Seeed – Live

Egal, ob einem der Dancehall-Reggae nun nahe steht oder nicht: Auf der Bühne beeindrucken Seeed mit der Kraft einer vollgetankten Diesellok. Einer Kraft, die ansonsten wohl nur Metal-Shows zu entfalten imstande sind, mit einem signifikanten Unterschied: Der Seeed-Sound holt sich seine Energie aus der Dynamik der Performance. Brachialität und Coolness passen nämlich nur selten zusammen, Subtilität und Coolness hingegen immer. Irgendwie erinnert das an die großen Jazz-Bigbands längst vergangener Zeiten, an Musiker also, die dem Perfektionismus nicht die Spielfreude opferten und gerade deshalb so perfekt ihre Jobs erfüllten.
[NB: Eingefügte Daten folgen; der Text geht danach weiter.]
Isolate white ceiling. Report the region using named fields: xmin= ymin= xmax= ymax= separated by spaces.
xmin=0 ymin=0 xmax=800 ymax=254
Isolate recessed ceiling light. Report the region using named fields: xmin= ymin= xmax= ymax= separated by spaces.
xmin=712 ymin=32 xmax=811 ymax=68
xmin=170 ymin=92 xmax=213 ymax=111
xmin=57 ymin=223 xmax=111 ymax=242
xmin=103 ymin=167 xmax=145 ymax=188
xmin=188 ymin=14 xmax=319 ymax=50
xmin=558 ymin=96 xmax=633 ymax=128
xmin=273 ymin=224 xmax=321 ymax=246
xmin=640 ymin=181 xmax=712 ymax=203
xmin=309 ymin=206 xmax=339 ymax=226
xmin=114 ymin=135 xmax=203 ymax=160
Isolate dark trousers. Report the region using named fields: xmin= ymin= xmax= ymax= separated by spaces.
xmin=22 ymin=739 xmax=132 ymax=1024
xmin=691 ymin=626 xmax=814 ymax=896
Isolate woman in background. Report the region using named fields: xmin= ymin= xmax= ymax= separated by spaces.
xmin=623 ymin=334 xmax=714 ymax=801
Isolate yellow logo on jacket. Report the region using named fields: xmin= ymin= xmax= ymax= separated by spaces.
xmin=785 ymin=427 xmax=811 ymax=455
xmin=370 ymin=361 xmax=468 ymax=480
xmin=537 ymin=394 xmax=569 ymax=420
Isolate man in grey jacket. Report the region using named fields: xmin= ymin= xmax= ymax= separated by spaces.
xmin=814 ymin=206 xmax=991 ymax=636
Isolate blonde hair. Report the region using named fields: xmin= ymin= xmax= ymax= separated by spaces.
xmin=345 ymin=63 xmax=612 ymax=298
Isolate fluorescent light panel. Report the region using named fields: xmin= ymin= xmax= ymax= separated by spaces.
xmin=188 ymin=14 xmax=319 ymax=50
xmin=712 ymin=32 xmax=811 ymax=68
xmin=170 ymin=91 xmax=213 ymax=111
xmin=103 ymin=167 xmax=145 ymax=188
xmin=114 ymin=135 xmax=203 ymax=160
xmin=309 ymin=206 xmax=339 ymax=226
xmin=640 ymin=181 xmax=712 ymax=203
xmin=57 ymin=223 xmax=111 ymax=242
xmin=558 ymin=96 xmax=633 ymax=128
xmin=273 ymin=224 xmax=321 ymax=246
Dazu gehören eben auch das elegante Understatement, die scheinbare Leichtigkeit und die beinahe schon kokett wirkende Unangestrengtheit, mit der die bestgeölte Groove-Maschine weit und breit zu Werke geht. Der Auftrag ist klar und wird auf LIVE auch bestens erfüllt: „Wenn sich die Leute nicht bewegen“, lautet das Credo, „haben wir definitiv unseren Job scheiße gemacht.“ Menschen, die vor dem laufenden Fernseher tanzen, dürften wohl eine Minderheit darstellen, an den Bewegungsdrang appelliert aber auch die DVD -Konserve-. Wer bei LIVE nicht wenigstens mit dem Fuß wippt, ist entweder taub oder beschäftigt aus noch schwerwiegenderen Gründen einen eigenen Zivildienstleistenden. Konzertmitschnitte aus Berlin, Dresden und Karlsruhe sind auf live zu bewundern, aufgenommen zwischen 2004 und 2006. Interview-Sequenzen und Backstage-Impressionen sind ebenfalls dabei, doch im Großen und Ganzen ist LIVE eine erfreulich geradlinige Angelegenheit. Denn Seeed wollten, so Eased, „einen Film zeigen und keine tierisch interaktive DVD mit tausend Spielereien kreieren.“ Ein lobenswerter Ansatz, denn DVDs, auf denen man die Stars beim Nasebohren bewundern kann, während ein Freund des Lichttechnikers glaubhaft zu machen versucht, wie wichtig das alles für die Weiterentwicklung der Popmusik sei, gibt es schon genug. Was an Seeed fast am meisten erstaunt, ist die scheinbar banale Tatsache, dass man es mit elf Musikern zu tun, die alle seit Jahren in einer Band spielen und offenbar dennoch keinen Therapeuten brauchen. Wie machen die das nur? live gibt die Antwort.